- The Washington Times - Thursday, March 13, 2003

Every now and again, D.C. lawmakers do something so underhanded that it warrants considerable attention. One such occurrence came March 4, when the D.C. Council began considering legislation that would force Inspector General Charles Maddox out of office and subvert congressional intent, among other things.
In 1995, Congress passed and President Clinton signed legislation that substantially strengthened the D.C. Office of the Inspector General (IG). The legislation, the D.C. Financial Responsibility and Management Assistance Act, also created the control board. The chief intent of the federal legislation enabling the IG then, as now, was to root out corruption and mismanagement, and help restore integrity to D.C. government. We commend Mr. Maddox and his immediate predecessor, E. Barrett Prettyman, for carrying out their duties.

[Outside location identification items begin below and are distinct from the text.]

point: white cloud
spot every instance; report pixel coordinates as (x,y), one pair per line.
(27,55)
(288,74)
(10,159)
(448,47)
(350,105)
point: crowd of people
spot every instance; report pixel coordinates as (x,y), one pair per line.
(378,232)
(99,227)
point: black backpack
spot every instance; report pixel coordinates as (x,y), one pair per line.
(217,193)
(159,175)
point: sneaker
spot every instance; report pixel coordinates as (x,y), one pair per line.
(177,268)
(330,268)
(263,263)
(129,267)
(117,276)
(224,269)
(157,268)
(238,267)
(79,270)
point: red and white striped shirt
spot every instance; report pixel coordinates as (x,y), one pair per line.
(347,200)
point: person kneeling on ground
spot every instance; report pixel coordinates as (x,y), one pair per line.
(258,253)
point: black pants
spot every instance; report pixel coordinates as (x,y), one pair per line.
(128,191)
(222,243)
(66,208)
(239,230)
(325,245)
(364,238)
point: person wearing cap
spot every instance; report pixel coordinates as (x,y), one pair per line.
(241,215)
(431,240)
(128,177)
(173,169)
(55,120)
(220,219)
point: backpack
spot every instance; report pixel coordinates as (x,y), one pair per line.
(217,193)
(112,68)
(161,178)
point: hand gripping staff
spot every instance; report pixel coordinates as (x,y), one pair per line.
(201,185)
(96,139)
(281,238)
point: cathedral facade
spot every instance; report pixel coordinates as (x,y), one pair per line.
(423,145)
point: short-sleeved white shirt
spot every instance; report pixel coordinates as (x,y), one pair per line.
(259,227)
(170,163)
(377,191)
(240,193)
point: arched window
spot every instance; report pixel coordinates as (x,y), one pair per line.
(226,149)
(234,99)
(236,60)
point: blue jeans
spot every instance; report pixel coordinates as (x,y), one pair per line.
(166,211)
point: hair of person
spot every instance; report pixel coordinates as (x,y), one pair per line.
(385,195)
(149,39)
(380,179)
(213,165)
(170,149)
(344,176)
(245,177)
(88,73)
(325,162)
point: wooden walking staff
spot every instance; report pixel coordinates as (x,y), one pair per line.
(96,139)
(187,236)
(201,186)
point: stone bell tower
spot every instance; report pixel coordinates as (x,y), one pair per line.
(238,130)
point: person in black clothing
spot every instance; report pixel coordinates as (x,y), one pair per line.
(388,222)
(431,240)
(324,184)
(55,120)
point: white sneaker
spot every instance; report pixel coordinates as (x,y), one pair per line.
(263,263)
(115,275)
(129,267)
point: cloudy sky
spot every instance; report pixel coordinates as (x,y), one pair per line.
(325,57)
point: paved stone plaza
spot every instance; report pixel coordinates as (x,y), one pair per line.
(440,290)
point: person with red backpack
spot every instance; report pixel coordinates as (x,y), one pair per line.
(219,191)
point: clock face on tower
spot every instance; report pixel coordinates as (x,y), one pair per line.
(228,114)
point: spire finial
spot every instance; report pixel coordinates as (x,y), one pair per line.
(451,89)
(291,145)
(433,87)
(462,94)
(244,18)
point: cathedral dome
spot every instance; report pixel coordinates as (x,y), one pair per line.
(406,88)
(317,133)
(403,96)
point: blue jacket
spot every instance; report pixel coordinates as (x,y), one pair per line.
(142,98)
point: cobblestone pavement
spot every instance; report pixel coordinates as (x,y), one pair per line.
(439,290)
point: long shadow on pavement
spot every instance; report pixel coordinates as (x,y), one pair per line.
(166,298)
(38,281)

Unfortunately, too many lawmakers then and now mistakenly believe that the laws which reinvented the IG were aimed at getting Marion Barry. They were wrong. Part of the evidence rests in the fact that the D.C. Council itself has made strengthening the IG a priority, including authorization for investigators to carry firearms and authorization for the IG to conduct investigations without mayoral authority.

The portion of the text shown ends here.